Ini yang sebenarnya perlu dipertanyakan, kalau memang pejabat atau
pegawai pemerintahan ingin jalan yang lebih cepat,kenapa SOP-SOP ini tidak segera diperbaiki. Toh juga
banyak yang memotong alur SOP karena ada yang berpikir kalau ada yang pendek
dan cepat kenapa harus pakai yang panjang dan lama. Dewasa ini, persoalan yang
mungkin sepele ini tidak bisa lagi dijadikan pekerjaan rumah seperti yang selalu diungkapkan pers kepada
perbaikan pemerintah. Tidak ada lagi waktu untuk menunda-nunda setiap persoalan
di negeri ini. Kalau SOP saja inginnya yang cepat,kenapa seringkali
memperpanjang dan menunda setiap penyelesaian permasalahan-permasalahan.
Peran
bangsa pun sangat diperlukan disini, acapkali mereka melalaikan apa yang
menjadi harapannya. Mereka bertindak hal-hal kecil diluar yang seharusnya.

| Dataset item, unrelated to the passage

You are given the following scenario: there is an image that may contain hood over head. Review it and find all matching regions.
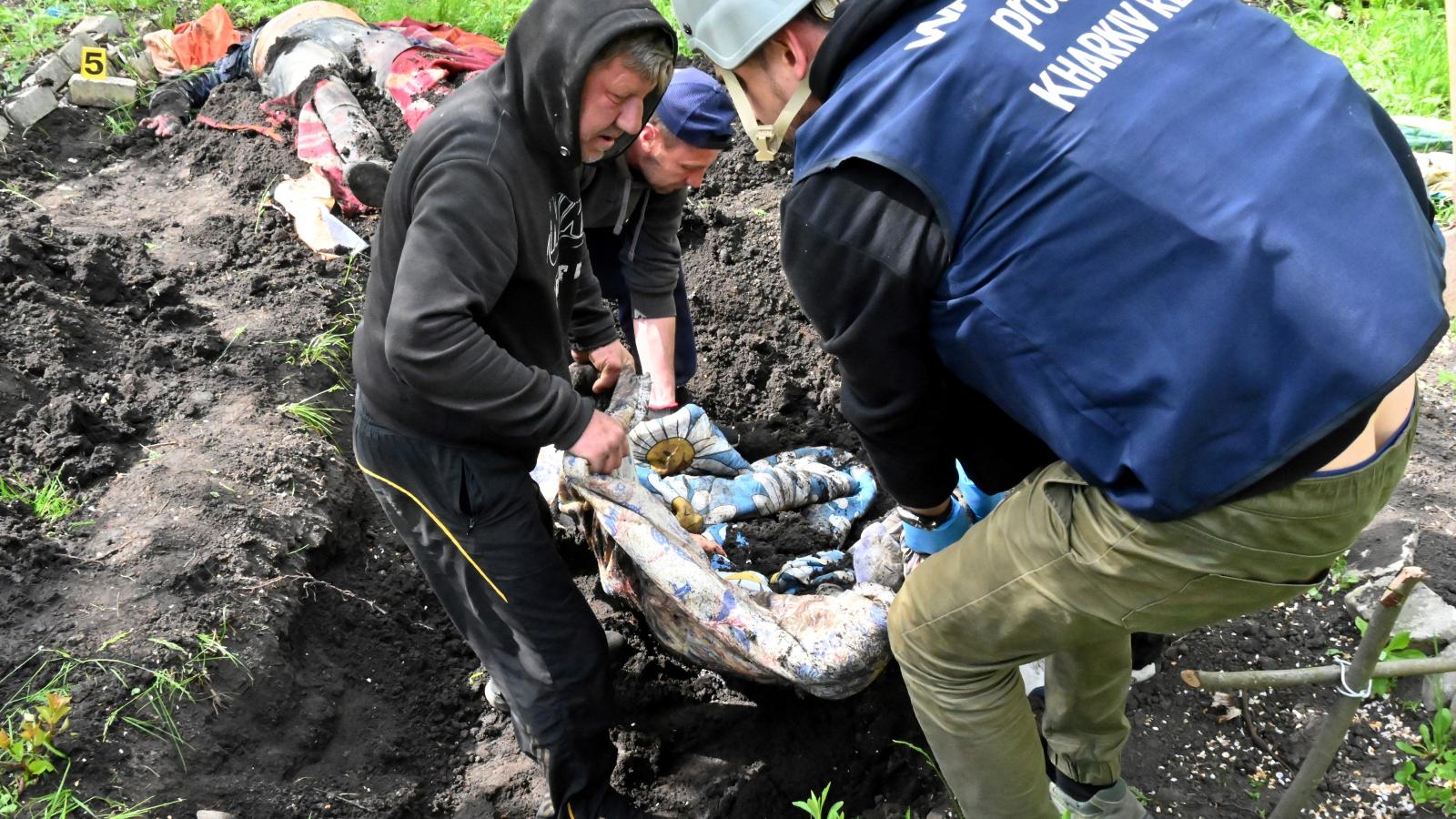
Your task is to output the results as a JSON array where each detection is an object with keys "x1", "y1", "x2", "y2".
[{"x1": 490, "y1": 0, "x2": 677, "y2": 167}]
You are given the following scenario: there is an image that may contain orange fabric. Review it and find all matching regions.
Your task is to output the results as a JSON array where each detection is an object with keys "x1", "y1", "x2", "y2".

Mereka berseru di jalan-jalan No more
corruptors! Stop corruption! ,tapi apa yang terjadi ketika mereka gagal
menerima surat izin mengemudi? Mereka yang memulai memberikan sepotong ikan
segar kepada kucing rumah yang setiap harinya hanya makan sereal. Ya
tepat,mereka tidak korupsi tapi mereka menyuap. Bukankah itu sama halnya? Tapi
yang paling menyeramkan dari bangsa ini yang paling berbahaya adalah being late. Entah itu acara yang dibuat
sendiri maupun acara orang lain. Bahkan hal itu sudah menjadi label tersendiri
bagi bangsa Indonesia dimata dunia. Kecil tapi berarti.
Benci
atau sayang? Saya yakin, kita semua sayang Indonesia. Jangan hanya kata
‘sayang’ saja. Dalami rasa sayang itu. Bukan saatnya untuk selalu membenci negeri ini, bukan saatnya untuk mengutuknya
dengan cercaan-cercaan bodoh yang pada akhirnya hanya akan menunjukkan jati
diri bak melihat gambaran diri di cermin. Memang benar adanya bahwa suatu hal
besar itu selamanya bermula dari hal kecil. Diri sendiri adalah kunci perbaikan
bangsa ini. Dengan demikian sikaplah ‘attitude’ yang akan menjadi ujung,bukan
bakat,kepintaran,maupun kecerdasan ‘aptitude’ saja untuk menuju derajat
ketinggian ’altitude’ bangsa.
"
It is your attitude, not your aptitude that determines your altitude."
[Zig Ziglar]
Jauhkan rasa acuh,dendam,iri,dan pamrih. Tumbuhkan
keikhlasan,jujur,disiplin,dan saling menghargai. Bukankah sejak kita di sekolah
dasar selalu diajarkan ajaran moral tersebut?